Background
Igor Volk was a test pilot, and was planned to be the commander of the first Buran spaceflight. The rule introduced following the Soyuz 25 failure, insisted that all Soviet spaceflight must have at least one crew member who has been to space before. As a result, it was decided that Volk should have spaceflight experience, and he was originally scheduled to visit Salyut 7 in 1983. But following the failure of Soyuz T-8 to dock to Salyut 7, in April 1983, the Soyuz launch schedule was disrupted, and Volk's original crew members, Kizim and Solovyov, were rescheduled elsewhere. They later became long-duration crew members of Salyut 7 EO-3, and Volk was scheduled fly in the passenger seat of a visiting mission Soyuz T-12 to the EO-3 crew, but the other members of the T-12 mission were not yet decided upon.

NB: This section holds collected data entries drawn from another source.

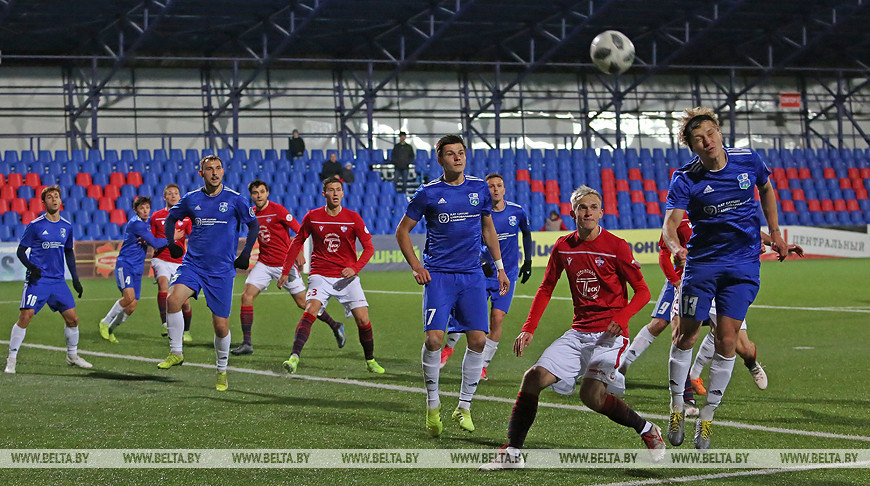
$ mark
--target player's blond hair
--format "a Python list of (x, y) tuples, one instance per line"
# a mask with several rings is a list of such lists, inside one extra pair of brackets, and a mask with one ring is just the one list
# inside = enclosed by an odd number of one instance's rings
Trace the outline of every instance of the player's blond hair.
[(603, 202), (603, 199), (601, 199), (601, 193), (589, 186), (580, 186), (577, 189), (574, 189), (574, 192), (571, 193), (571, 208), (577, 209), (577, 203), (590, 194), (594, 194), (599, 202)]
[(692, 145), (689, 143), (689, 137), (692, 136), (692, 130), (698, 128), (701, 122), (705, 120), (713, 122), (713, 125), (716, 125), (716, 129), (719, 130), (719, 117), (716, 116), (712, 108), (696, 106), (684, 110), (678, 135), (680, 143), (691, 148)]
[(205, 157), (199, 159), (199, 170), (202, 170), (202, 168), (205, 166), (206, 162), (211, 162), (214, 160), (217, 160), (218, 162), (220, 162), (221, 167), (224, 166), (224, 161), (221, 160), (221, 158), (218, 157), (217, 155), (206, 155)]
[(178, 184), (166, 184), (166, 187), (163, 188), (163, 197), (166, 197), (166, 191), (168, 191), (170, 189), (175, 189), (179, 193), (181, 192), (181, 188), (178, 187)]
[(43, 187), (42, 192), (39, 193), (39, 197), (40, 199), (42, 199), (42, 202), (45, 202), (45, 198), (48, 197), (48, 193), (50, 192), (56, 192), (57, 195), (60, 196), (60, 186), (55, 184), (53, 186)]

In November 1983, NASA announced that during STS-41-G, Kathryn D. Sullivan would become the first woman to perform a spacewalk. The NPO Energia chief decided that the Soviets would get there first, and assembled the Soyuz T-12 crew within a month of NASA's announcement, which included Volk as previously planned.
The back-up crew lists became available to Western space analysts in 1988, and they noted that the back-up crew contained a woman, but did not contain another LII test pilot. Judging from this, it appeared that, as reasons to have the Soyuz T-12 mission, achieving the first female spacewalk was more important than gaining experience for a potential Buran crew member.
At the time of the mission the Buran program was still a state secret. The appearance of Volk as a crew member caused some, including the British Interplanetary Society magazine Spaceflight, to ask why a test pilot was occupying a Soyuz seat usually reserved for researchers or foreign cosmonauts.